Ultimately however the full-bodied core combat can’t disguise the bland roster (each character handles more or less identically) and watered-down mode selection. In addition to Arcade, Practice and ad hoc Versus modes, there’s a Z Trial mode in which players must fulfil certain conditions to win (fighting without guarding, for instance) but Shin Budokai 2’s chief concession to originality is the revamped story mode, which now features a branching mission structure, a simplistic overworld with destructible/defendable settlements, and an RPG-lite character development system. The latter is arguably the most successful new element, requiring the player to place cards on a 9X9 grid in order to buff up moves or adjacent cards- a more cerebral exercise which complements the punching and kicking much as a dash of Cabernet Sauvignon complements a slab of Roquefort.
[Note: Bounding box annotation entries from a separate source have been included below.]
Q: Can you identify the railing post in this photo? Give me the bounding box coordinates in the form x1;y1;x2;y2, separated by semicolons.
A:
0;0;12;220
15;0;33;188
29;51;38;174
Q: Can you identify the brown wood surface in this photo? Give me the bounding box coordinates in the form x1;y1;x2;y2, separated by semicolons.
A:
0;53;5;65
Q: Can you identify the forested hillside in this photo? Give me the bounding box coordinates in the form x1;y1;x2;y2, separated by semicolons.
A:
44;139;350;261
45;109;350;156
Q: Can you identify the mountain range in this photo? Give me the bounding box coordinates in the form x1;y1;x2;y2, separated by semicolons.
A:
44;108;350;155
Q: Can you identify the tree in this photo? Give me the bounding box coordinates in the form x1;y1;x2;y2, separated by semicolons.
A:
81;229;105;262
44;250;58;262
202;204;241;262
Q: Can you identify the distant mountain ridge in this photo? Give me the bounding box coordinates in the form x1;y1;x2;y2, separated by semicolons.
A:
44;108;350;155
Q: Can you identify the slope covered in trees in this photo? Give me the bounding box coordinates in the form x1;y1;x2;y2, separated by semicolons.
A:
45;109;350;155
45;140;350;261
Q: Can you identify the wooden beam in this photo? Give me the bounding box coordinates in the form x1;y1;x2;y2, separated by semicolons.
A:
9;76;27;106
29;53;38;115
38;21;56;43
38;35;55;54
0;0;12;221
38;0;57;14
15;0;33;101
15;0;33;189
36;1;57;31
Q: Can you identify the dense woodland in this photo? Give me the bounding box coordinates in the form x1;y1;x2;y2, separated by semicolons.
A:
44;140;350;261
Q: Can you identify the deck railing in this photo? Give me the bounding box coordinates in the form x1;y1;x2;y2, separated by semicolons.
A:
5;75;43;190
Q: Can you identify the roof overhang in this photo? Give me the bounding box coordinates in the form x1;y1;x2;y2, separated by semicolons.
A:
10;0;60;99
Stop looking at me like that. Flying around the overworld on the other hand is a pointless, uninspiring experience marred by bolt-on graphics, all the more annoying in that it results in additional loading pauses (each lasting around 10-15 seconds at worst).

Besides the additional modes the only real distinction between Shin Budokai 2 and its predecessor is the new story arc, which occurs through unimaginative talking-head cutscenes and is generally incomprehensible without a BA in deranged anime plotting. Apparently Goku has died of a heart condition, Trunks is doing a bit of time-travelling and Babidi and Dabura are out to leech everybody’s energy again. I lost track after the first couple of text bubbles and chances are so will you- unless you’re a dedicated DBZ enthusiast, in which case you will probably now be thinking “Zoinks! Babadi and Dabura up to their old tricks. Looking to revive Majin Buu, I shouldn’t warrant, but will they be able to manipulate such a fickle and powerful entity? And what of Goku’s fusion technique?” You have my fear and admiration, whoever you are.

At least this mixer looks classy enough, with squiffy cell-shaded character models, a respectable frame rate and appropriately explosive effects. On the flipside the arenas are a bit monotonous and the overworld, as previously noted, looks pants. The game scores points in the auditory department with some extensive albeit cheesy voice-acting, and the Tokyo rock soundtrack is tolerable enough.

Shin Budokai’s real problem is one of context. The PSP is a rather select establishment for a recycled, run-of-the-mill fighter these days, and there’s simply little reason to settle for rum and coke when champagne is available for a fraction of the price. If you obsess over fighting games or regularly yell ‘Kamehameha’ in your sleep then by all means pick it up. Everybody else should just rent it out, or go buy Tekken instead.

The bar beckons. Maybe I should flip this metaphor on its head, try to sell the liquor by inviting comparison with video games? “The Chenin Blanc, sir? A feisty little number, which strikes the palette much like an Italian plumber stomping on an enraged tortoise. Would sir care to try the demo?”